Workflow Name: ☎️ Demo Call Center
Template was created in n8n v1.90.2
Skill Level: High
Categories: n8n, Chatbot
Stacks
- Execute Sub-workflow Trigger node
- Chat Trigger node
- Redis node
- Postgres node
- AI Agent node
- If node, Switch node, Code node, Edit Fields (Set)
Prerequisite
- Execute Sub-workflow Trigger: Telegram Call In Workflow (or your own node)
- Sub-workflow: Taxi Service (or your own node)
- Sub-workflow: Taxi Booking Worker (or your own node)
- Sub-workflow: Demo Call Back (or your own node)
Production Features
- Scaling Design for n8n Queue mode in production environment
- Optional Rate Limit design to prevent overused
- Optional Long Terms Memory design
- Multi-Service design
- Testing Flow with or without dependance on other workflow.
- Error Management
What this workflow does?
This is a n8n Demo Call Center Workflow demo. It is the main entry node for a Multiple Services Chatbot. It will receive message from the Call In Workflow , and decide which service should be use, or which service provider should be process the selected result.
How it works
- The Flow Trigger node will wait for the message from the Call In Workflow or other Sub-workflow.
- When message is received, it will first check for the Rate Limit.
- If ok, load the Session Data from Cache.
- Next, check the current Session for the channel_no (default is chat).
- if channel_no is chat , continue to the AI Agent for chit-chat.
- if channel_no is taxi or others, pass to the Service Input (i.e. Taxi Service) or Service Worker (i.e. Taxi Booking Worker) to handle it directly.
- The AI Agent should decide which service (i.e. taxi) will be used at some point and update the channel_no in Session, and pass to the Service Node (i.e.
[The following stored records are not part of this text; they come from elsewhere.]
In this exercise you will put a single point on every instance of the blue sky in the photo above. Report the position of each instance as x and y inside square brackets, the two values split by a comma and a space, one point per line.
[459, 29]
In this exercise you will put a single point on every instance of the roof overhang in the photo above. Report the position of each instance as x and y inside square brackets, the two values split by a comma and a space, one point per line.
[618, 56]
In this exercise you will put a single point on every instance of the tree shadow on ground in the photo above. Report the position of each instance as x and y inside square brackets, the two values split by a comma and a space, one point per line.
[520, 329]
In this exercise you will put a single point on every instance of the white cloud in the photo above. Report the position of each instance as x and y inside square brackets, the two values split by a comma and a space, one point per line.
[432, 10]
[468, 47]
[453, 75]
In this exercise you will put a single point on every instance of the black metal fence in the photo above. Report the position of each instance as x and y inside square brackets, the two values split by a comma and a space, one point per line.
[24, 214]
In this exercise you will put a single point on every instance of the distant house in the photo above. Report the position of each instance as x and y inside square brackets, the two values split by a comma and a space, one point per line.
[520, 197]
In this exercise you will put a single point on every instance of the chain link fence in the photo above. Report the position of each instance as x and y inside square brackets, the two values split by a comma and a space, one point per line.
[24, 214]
Taxi Service) at once.
- In case of any error, reply the error in Call Back.
Set up instructions
- Pull and Set up the required SQL from our Github repository.
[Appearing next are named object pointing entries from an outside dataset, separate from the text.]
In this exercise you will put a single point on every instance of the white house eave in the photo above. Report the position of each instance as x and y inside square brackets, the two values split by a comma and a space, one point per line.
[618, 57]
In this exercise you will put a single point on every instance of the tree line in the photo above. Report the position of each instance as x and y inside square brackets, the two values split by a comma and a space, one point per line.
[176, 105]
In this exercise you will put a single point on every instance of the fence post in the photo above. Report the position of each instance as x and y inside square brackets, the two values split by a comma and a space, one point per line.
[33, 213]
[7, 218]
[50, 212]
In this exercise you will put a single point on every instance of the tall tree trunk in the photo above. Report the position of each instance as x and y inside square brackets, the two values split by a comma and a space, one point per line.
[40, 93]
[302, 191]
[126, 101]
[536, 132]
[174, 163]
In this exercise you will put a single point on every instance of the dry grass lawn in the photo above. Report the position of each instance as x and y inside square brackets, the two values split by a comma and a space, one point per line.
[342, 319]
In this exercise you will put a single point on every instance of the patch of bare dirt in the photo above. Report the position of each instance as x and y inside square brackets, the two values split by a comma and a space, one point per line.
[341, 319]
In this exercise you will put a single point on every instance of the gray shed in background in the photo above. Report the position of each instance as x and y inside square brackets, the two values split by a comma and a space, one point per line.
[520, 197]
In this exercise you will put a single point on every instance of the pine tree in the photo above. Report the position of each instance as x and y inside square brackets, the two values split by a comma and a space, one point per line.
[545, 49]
- Create you Redis credentials , refer to n8n integration documentation for more information.
- Select your Credentials in Rate Limit, Session, Provider and New Session.
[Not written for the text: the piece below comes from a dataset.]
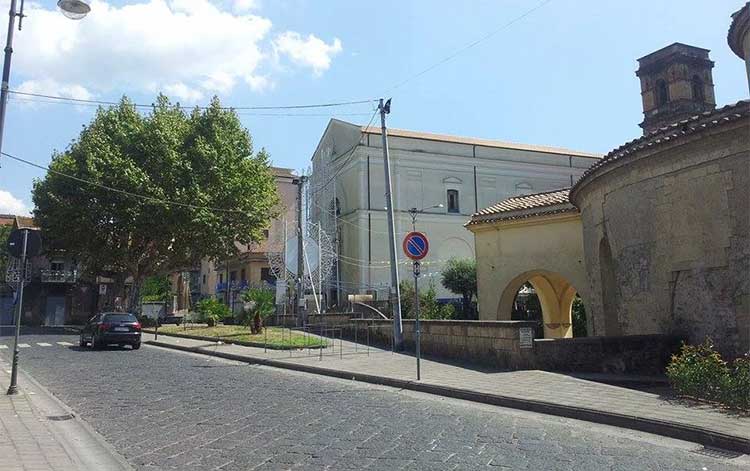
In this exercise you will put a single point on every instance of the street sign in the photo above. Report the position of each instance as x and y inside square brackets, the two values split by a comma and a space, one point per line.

- Create you Postgres credentials , refer to n8n integration documentation for more information.
- Select your Credentials in Postgres Chat Memory, Load User Memory and Save User Memory.
- Modify the AI Agent prompt to fit your need
How to adjust it to your needs
- In Session, we have a timestamp fields which is created at the Input node. The usage of this is combined to use with the session id to create a unique session, since some media, such as Telegram, do not have a unique session along with the chat.
- You can use any AI Model for the AI Agent node
- Learn we use the prompt for the Load/Save User Memory on demand.
- Include is our prompt for the taxi service. You can add more service similar to this.